Why Hashmap.values().parallelStream() does not run in parallel while wrap them in ArrayList could work?

Question

Why Hashmap.values().parallelStream() does not run in parallel while wrap them in ArrayList could work?

836 Views Asked by Kamel At 28 November 2019 at 09:50

The hashmap has two key and value pairs, they are not processed in parallel by different threads.


import java.util.stream.Stream;
import java.util.Map;
import java.util.HashMap;

class Ideone
{
    public static void main (String[] args) throws java.lang.Exception
    {
        Map<String, Integer> map = new HashMap<>();
        map.put("a", 1);
        map.put("b", 2);
        map.values().parallelStream()
              .peek(x -> System.out.println("processing "+x+" in "+Thread.currentThread()))
              .forEach(System.out::println);
    }
}

Output:

processing 1 in Thread[main,5,main]
1
processing 2 in Thread[main,5,main]
2

URL: https://ideone.com/Hkxkoz

The ValueSpliterator should have tried to split the arrays of HashMap into slot of size 1, which means two elements should be processed in different threads.

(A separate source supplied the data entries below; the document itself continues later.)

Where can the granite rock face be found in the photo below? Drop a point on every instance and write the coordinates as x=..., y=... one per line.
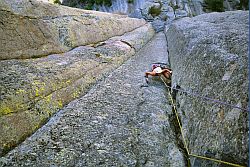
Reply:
x=35, y=29
x=117, y=123
x=34, y=89
x=208, y=55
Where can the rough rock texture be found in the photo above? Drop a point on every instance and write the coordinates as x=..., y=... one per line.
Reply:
x=208, y=55
x=34, y=29
x=117, y=123
x=34, y=89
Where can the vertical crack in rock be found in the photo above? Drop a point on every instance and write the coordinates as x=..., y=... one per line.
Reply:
x=117, y=123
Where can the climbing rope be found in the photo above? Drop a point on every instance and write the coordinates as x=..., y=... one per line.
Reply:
x=183, y=136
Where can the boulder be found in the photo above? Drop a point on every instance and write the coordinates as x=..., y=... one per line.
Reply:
x=33, y=29
x=208, y=56
x=32, y=90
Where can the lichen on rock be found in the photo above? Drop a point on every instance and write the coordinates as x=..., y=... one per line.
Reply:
x=208, y=56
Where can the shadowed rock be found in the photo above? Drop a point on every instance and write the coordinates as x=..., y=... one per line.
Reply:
x=208, y=55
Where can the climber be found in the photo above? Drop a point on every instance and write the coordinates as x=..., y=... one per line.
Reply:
x=159, y=69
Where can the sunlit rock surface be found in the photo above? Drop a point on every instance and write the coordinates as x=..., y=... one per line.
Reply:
x=33, y=89
x=34, y=29
x=208, y=55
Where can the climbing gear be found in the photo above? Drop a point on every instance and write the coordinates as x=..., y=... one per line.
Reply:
x=162, y=65
x=157, y=70
x=183, y=136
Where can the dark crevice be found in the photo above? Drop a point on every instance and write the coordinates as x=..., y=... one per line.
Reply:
x=174, y=125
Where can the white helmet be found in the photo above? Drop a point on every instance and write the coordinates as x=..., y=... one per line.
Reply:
x=158, y=70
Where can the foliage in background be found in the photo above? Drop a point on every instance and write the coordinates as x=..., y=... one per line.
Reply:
x=215, y=5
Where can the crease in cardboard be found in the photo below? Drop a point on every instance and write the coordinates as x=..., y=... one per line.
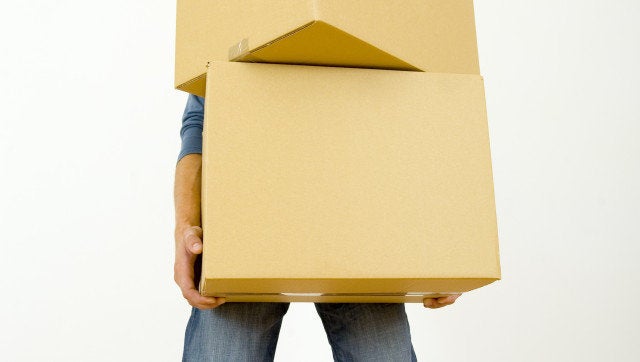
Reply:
x=241, y=50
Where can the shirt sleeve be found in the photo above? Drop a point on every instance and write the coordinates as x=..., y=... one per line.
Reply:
x=191, y=131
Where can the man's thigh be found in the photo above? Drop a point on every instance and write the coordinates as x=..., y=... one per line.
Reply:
x=234, y=332
x=367, y=331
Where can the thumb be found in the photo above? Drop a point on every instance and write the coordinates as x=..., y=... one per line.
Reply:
x=193, y=240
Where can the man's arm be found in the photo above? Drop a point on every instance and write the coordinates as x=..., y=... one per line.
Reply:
x=188, y=233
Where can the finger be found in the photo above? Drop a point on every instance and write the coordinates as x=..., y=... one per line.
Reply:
x=430, y=303
x=450, y=299
x=183, y=275
x=195, y=299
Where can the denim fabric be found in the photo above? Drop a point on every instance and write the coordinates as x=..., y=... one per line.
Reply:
x=191, y=130
x=249, y=332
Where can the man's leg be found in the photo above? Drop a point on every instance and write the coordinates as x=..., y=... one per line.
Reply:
x=234, y=332
x=367, y=331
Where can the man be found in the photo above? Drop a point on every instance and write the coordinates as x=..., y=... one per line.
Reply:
x=249, y=331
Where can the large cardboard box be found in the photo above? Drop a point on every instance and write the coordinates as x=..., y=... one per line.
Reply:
x=335, y=184
x=428, y=35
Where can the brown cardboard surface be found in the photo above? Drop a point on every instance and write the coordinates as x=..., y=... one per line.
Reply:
x=428, y=35
x=351, y=184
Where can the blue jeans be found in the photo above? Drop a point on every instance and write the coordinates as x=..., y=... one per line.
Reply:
x=249, y=332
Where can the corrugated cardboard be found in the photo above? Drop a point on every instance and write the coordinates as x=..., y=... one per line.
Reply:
x=340, y=184
x=428, y=35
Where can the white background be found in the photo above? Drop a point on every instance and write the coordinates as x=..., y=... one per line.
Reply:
x=88, y=145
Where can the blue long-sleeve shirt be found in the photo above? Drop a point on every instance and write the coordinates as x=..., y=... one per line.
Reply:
x=192, y=122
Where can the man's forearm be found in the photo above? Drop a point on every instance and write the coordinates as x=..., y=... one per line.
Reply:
x=187, y=192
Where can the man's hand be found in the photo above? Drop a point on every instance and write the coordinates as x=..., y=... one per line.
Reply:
x=188, y=247
x=435, y=303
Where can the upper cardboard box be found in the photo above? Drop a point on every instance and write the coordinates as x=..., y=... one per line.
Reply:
x=428, y=35
x=335, y=184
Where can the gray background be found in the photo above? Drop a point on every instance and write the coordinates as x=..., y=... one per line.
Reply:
x=88, y=144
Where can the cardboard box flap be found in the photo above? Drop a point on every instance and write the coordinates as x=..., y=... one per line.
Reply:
x=319, y=43
x=429, y=35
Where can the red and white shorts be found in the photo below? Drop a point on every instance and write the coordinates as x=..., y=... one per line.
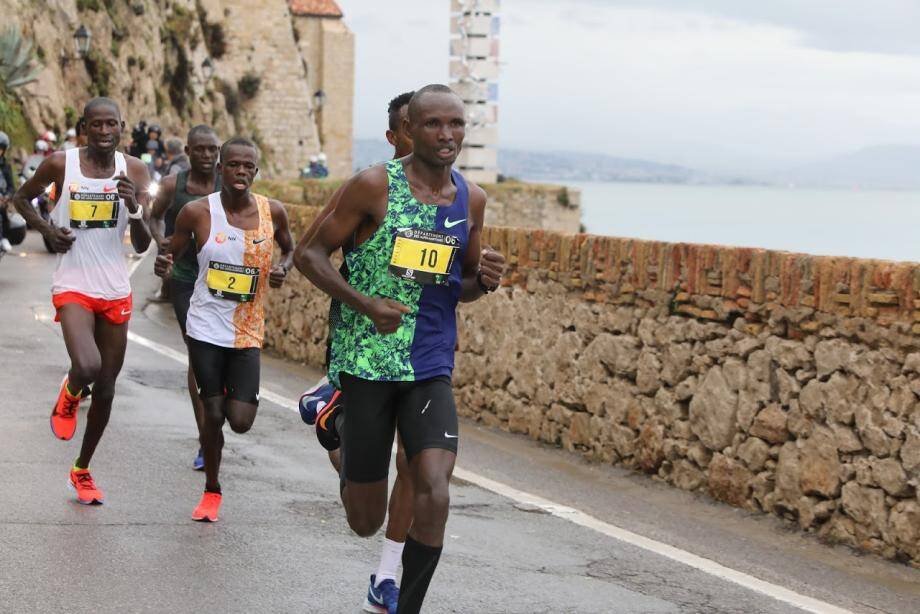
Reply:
x=117, y=311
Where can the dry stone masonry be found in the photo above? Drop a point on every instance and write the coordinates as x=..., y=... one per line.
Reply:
x=775, y=382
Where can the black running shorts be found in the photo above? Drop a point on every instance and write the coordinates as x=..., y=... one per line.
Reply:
x=424, y=411
x=182, y=297
x=231, y=371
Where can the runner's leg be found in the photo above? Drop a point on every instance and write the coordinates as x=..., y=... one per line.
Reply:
x=78, y=325
x=366, y=428
x=429, y=430
x=111, y=341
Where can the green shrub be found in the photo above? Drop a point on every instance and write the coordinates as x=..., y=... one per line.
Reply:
x=249, y=85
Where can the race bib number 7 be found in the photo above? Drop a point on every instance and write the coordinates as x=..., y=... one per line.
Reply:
x=93, y=209
x=423, y=256
x=232, y=282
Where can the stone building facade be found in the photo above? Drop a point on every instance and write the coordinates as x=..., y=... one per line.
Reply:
x=150, y=57
x=779, y=383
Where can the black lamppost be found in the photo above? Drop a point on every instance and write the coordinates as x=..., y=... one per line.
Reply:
x=81, y=41
x=207, y=69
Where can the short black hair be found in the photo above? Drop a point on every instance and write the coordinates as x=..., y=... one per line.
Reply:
x=434, y=88
x=395, y=105
x=101, y=101
x=200, y=129
x=238, y=140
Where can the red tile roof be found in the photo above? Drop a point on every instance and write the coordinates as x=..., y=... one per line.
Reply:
x=320, y=8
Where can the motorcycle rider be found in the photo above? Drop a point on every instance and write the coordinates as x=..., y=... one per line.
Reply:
x=7, y=188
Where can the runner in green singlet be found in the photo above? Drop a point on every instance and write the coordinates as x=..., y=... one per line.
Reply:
x=416, y=224
x=203, y=148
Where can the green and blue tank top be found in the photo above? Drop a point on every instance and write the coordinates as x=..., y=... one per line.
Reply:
x=414, y=257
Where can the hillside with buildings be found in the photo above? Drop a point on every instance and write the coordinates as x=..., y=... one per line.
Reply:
x=279, y=71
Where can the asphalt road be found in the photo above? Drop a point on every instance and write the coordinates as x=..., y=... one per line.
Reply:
x=282, y=544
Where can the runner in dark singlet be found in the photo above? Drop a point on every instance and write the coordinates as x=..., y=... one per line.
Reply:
x=175, y=192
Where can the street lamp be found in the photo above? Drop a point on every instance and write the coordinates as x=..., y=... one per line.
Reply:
x=81, y=40
x=207, y=69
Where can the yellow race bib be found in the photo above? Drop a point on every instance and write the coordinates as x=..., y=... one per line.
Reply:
x=423, y=256
x=93, y=209
x=233, y=282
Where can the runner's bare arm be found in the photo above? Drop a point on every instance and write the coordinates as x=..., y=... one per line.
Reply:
x=187, y=226
x=51, y=170
x=314, y=226
x=285, y=241
x=363, y=197
x=161, y=204
x=480, y=263
x=133, y=189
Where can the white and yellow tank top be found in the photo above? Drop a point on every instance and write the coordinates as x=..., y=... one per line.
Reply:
x=95, y=265
x=227, y=307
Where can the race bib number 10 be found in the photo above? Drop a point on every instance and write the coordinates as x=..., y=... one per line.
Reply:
x=93, y=209
x=423, y=256
x=233, y=282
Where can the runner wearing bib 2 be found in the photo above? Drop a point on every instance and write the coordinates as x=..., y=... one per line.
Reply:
x=233, y=232
x=393, y=352
x=102, y=193
x=176, y=191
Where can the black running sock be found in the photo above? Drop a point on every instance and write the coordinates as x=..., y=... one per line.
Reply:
x=339, y=423
x=419, y=563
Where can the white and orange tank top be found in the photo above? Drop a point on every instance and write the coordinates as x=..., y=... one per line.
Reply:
x=95, y=264
x=227, y=307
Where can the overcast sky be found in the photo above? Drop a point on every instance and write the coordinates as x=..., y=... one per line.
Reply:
x=716, y=84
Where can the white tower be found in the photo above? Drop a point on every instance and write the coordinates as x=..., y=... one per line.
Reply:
x=474, y=28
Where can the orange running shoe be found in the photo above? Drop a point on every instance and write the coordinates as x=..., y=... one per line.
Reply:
x=207, y=508
x=64, y=414
x=82, y=482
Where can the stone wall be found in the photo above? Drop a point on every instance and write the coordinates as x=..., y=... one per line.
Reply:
x=776, y=382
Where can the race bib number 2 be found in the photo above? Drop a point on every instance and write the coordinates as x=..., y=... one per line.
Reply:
x=232, y=282
x=93, y=209
x=423, y=256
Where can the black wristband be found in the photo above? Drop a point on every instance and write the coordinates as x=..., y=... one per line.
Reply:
x=485, y=289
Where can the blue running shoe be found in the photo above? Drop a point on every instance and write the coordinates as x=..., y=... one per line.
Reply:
x=381, y=599
x=314, y=399
x=198, y=463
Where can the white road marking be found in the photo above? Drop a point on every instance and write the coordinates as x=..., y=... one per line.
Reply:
x=803, y=602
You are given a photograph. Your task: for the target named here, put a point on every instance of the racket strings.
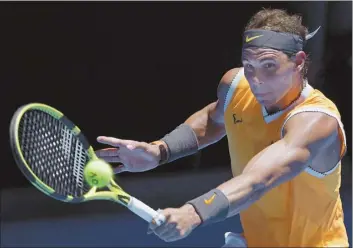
(55, 155)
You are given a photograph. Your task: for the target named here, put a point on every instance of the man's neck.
(293, 94)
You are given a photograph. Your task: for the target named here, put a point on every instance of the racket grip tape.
(145, 212)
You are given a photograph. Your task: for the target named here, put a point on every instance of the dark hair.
(280, 21)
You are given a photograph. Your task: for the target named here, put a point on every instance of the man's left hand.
(180, 222)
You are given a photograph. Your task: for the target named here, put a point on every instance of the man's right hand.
(133, 155)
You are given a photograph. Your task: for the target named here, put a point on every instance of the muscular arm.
(306, 135)
(208, 123)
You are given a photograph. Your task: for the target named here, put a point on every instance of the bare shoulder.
(226, 82)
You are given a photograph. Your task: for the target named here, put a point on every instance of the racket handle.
(145, 212)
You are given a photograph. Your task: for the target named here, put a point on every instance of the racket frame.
(116, 193)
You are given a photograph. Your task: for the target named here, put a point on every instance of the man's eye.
(249, 67)
(269, 65)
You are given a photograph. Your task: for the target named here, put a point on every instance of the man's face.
(269, 72)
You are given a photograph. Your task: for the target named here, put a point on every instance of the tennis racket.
(51, 151)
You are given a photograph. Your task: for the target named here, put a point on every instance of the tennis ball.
(98, 173)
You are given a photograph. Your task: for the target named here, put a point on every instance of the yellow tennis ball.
(98, 173)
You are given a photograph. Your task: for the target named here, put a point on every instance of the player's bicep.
(319, 133)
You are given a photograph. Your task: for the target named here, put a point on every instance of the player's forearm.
(241, 192)
(206, 129)
(197, 132)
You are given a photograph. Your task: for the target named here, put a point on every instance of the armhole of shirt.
(233, 86)
(309, 169)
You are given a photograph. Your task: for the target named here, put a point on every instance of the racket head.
(51, 152)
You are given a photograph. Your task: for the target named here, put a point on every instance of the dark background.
(137, 70)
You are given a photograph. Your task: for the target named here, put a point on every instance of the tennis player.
(286, 141)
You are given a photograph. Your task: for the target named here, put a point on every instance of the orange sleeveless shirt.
(306, 211)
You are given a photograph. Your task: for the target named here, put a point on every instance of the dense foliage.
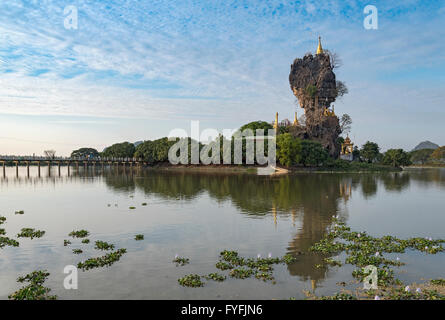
(85, 153)
(396, 158)
(421, 156)
(288, 150)
(119, 150)
(438, 154)
(370, 152)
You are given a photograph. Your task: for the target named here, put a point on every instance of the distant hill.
(426, 145)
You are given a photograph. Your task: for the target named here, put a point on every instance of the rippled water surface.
(197, 215)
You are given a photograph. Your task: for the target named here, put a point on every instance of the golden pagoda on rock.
(347, 147)
(319, 48)
(275, 125)
(296, 123)
(329, 113)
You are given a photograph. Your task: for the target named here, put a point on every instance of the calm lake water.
(197, 215)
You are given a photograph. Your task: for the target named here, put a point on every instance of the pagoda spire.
(296, 120)
(319, 48)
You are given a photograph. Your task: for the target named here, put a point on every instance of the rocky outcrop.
(314, 85)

Source: https://www.codota.com/code/java/methods/java8.util.HMSpliterators$ValueSpliterator/%3Cinit%3E

After wrapped them in ArrayList, it works as expected.

        new ArrayList(map.values()).parallelStream()
              .peek(x -> System.out.println("processing "+x+" in "+Thread.currentThread()))
              .forEach(System.out::println);

output:

processing 1 in Thread[ForkJoinPool.commonPool-worker-3,5,main]
1
processing 2 in Thread[main,5,main]
2

Original Q&A

There are 2 best solutions below

Kamel On 29 November 2019 at 02:16

Thank you for Holger's answer, I will add more details here.

The root cause comes from the sizeEstimate inaccuracy for HashMap.values(). By default, HashMap has the capacity of 16, with 2 elements, which backed by an array. The estimate size of the Spliterator is 2.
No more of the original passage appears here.